About Petrovaradin Fortress
Nicknamed ‘Gibraltar on the Danube’, Petrovaradin Fortress is a 17th century fortified structure in Novi Sad, Serbia. There has been a fortress on the site by the River Danube since the Bronze Age; the first fortifications on the site of Petrovaradin Fortress were built by the Romans and expanded by Cisterian monks in the 13th century.
In 1991, Petrovaradin Fortress was made a member of the Spatial Cultural-Historical Units of Great Importance list in Serbia.
Petrovaradin Fortress history
The remains of a Paleolithic settlement at the upper fortress was found dating back to 19,000 to 15,000 BC, establishing that since there has been continuous settlement on the site. Ramparts found in 2005 suggest their was a fortified settlement existed at Petrovaradin.
When the Romans arrived, they built Cusum the fortress, part of a border along the Danube.
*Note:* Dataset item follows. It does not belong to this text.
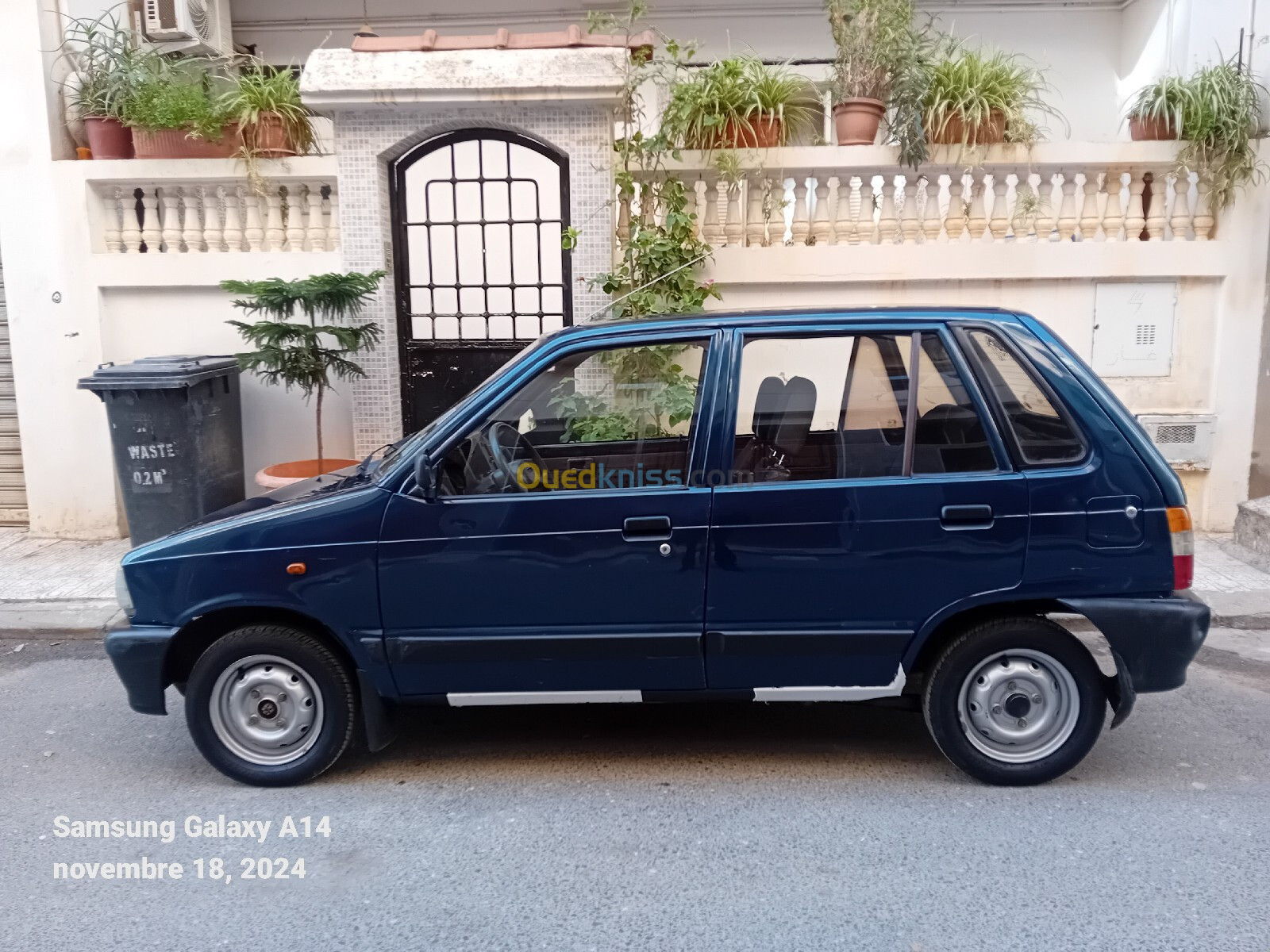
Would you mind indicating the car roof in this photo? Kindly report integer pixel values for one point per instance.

The turning point in the area’s history came in 1235 AD when King Bela of Hungry brought over a group of Cistercian monks from France. Between 1247 and 1252, the monks built a monastery on the Roman remains.
The fort was captured first by the Ottomans in 1526, falling after a 2-week siege, and then by the Austrians in 1687. Under the remit of Austrian Emperor Leopold I, the fortifications were destroyed and rebuilt in 1692. In 1694, Petrovaradin Fortress was attacked by Ottoman forces once again and subjected to a siege, but was not captured.
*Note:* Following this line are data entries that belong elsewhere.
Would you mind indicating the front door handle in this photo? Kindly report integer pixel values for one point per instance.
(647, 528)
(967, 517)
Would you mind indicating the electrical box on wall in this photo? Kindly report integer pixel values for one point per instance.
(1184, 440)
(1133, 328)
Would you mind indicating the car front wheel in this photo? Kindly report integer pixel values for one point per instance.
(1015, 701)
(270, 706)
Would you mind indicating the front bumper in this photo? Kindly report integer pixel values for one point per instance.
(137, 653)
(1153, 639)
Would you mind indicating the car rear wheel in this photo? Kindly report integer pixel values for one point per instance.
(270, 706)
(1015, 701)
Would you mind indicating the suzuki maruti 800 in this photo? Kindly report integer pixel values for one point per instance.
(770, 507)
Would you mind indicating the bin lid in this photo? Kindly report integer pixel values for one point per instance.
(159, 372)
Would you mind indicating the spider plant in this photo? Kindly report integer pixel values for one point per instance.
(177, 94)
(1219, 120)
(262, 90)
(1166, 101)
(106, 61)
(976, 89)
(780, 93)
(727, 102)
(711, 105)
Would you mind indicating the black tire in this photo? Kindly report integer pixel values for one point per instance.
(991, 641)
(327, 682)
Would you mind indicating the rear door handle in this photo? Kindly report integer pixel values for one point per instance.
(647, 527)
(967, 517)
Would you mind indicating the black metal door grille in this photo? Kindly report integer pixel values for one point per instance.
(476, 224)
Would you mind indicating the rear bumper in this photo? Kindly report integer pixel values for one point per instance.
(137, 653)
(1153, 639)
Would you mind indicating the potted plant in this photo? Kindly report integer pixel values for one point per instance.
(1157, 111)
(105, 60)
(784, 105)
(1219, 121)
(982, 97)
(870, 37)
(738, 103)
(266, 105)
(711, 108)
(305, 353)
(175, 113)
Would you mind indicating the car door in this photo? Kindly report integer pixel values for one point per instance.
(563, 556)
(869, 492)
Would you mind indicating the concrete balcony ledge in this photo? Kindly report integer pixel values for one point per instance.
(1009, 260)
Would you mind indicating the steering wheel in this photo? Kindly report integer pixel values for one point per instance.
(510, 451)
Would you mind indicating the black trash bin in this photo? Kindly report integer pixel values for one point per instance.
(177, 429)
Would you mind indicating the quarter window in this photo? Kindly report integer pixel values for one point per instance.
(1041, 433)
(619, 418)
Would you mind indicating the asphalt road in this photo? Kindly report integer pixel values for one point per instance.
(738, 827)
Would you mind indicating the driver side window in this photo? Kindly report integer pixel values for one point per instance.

Renovated and reinforced in 1753 and 1776, Petrovaradin Fortress now contains a maze of underground passageways.
Petrovaradin Fortress today
Today, Petrovaradin Fortress is a popular tourist destination and visitors can tour its walls as well as its buildings. Walk up the sweeping steps and under the portico gateway, covered in moss, with the impressive whitewashed clock tower standing above.
One of the most popular aspects of Petrovaradin Fortress is its catacombs, which are believed contain the riches of Serbia’s medieval leaders.
Getting to Petrovaradin Fortress
Located on the banks of the Danube just down from the Varadinski Bridge. There is car parking just off Preradovićeva on the 100 road that leads into Novi Sad from the south.